I have a dataframe and I would like to count the number of rows within each group. I reguarly use the aggregate function to sum data as follows:
Following @Joshua's suggestion, here's one way you might count the number of observations in your df dataframe where Year = 2007 and Month = Nov (assuming they are columns):
nrow(df[,df$YEAR == 2007 & df$Month == "Nov"])
and with aggregate, following @GregSnow:
aggregate(x ~ Year + Month, data = df, FUN = length)
You can use by functions as by(df1$Year, df1$Month, count) that will produce a list of needed aggregation.
The output will look like,
df1$Month: Feb
x freq
1 2012 1
2 2013 1
3 2014 5
---------------------------------------------------------------
df1$Month: Jan
x freq
1 2012 5
2 2013 2
---------------------------------------------------------------
df1$Month: Mar
x freq
1 2012 1
2 2013 3
3 2014 2
>
The simple option to use with aggregate is the length function which will give you the length of the vector in the subset. Sometimes a little more robust is to use function(x) sum( !is.na(x) ).

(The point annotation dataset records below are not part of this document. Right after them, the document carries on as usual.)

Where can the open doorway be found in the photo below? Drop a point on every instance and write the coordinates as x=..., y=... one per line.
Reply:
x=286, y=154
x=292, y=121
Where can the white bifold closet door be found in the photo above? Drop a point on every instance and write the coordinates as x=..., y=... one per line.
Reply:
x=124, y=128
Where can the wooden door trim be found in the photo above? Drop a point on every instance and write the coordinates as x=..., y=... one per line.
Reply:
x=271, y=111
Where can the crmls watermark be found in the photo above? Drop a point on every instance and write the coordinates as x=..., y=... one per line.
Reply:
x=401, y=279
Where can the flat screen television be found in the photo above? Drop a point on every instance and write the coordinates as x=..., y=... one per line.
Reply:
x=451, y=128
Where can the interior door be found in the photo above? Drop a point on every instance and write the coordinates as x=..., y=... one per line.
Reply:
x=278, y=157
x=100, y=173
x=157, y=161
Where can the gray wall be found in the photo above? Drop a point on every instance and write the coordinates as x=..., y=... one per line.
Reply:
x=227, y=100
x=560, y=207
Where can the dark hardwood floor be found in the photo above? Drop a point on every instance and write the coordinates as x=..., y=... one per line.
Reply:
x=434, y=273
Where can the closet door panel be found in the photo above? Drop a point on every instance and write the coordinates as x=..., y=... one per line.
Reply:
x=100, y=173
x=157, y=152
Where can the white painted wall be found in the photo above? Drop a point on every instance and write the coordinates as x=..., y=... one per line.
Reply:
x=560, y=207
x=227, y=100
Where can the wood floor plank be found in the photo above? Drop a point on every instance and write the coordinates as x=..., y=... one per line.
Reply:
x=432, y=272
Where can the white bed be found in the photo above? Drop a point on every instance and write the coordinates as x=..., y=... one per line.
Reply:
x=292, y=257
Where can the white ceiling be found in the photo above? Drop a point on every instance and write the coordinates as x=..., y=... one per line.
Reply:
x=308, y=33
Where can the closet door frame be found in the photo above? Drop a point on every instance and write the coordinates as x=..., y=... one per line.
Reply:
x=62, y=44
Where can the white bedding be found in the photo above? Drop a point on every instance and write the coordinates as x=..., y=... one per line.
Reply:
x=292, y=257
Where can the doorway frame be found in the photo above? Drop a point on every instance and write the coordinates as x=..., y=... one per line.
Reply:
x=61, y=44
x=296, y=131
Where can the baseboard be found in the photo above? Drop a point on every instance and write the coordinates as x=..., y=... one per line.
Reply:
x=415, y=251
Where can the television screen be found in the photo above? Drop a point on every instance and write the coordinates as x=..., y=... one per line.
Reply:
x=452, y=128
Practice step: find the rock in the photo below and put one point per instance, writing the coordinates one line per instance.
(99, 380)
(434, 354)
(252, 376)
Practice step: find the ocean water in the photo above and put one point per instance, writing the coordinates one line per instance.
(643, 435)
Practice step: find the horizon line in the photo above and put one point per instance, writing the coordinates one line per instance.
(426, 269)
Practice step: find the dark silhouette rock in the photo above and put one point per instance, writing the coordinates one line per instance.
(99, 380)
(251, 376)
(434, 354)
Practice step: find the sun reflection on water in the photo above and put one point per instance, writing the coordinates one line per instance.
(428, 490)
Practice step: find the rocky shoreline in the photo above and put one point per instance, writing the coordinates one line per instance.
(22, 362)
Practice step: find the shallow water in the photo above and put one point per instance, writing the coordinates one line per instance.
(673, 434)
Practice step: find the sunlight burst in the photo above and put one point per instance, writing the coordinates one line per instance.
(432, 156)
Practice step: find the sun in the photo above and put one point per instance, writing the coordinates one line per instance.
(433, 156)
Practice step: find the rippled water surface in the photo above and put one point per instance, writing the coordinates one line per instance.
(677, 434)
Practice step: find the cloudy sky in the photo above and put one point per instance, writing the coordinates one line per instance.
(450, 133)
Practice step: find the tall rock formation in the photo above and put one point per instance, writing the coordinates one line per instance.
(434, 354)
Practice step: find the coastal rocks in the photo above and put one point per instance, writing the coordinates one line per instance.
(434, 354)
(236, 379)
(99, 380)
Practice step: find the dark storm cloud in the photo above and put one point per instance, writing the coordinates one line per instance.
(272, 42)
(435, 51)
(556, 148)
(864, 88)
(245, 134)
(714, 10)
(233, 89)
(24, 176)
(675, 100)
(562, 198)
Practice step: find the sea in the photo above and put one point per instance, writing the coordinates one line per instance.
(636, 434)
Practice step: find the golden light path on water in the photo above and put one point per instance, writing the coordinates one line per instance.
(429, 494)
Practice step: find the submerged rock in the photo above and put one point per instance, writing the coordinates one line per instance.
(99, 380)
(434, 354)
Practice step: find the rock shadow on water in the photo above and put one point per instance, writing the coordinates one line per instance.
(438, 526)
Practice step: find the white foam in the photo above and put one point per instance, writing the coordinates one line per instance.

For my aggregations I usually end up wanting to see mean and "how big is this group" (a.k.a. length). So this is my handy snippet for those occasions;
agg.mean <- aggregate(columnToMean ~ columnToAggregateOn1*columnToAggregateOn2, yourDataFrame, FUN="mean")
agg.count <- aggregate(columnToMean ~ columnToAggregateOn1*columnToAggregateOn2, yourDataFrame, FUN="length")
aggcount <- agg.count$columnToMean
agg <- cbind(aggcount, agg.mean)
Create a new variable Count with a value of 1 for each row:
df1["Count"] <-1
Then aggregate dataframe, summing by the Count column:
df2 <- aggregate(df1[c("Count")], by=list(Year=df1$Year, Month=df1$Month), FUN=sum, na.rm=TRUE)
There are plenty of wonderful answers here already, but I wanted to throw in 1 more option for those wanting to add a new column to the original dataset that contains the number of times that row is repeated.
df1$counts <- sapply(X = paste(df1$Year, df1$Month),
FUN = function(x) { sum(paste(df1$Year, df1$Month) == x) })
The same could be accomplished by combining any of the above answers with the merge() function.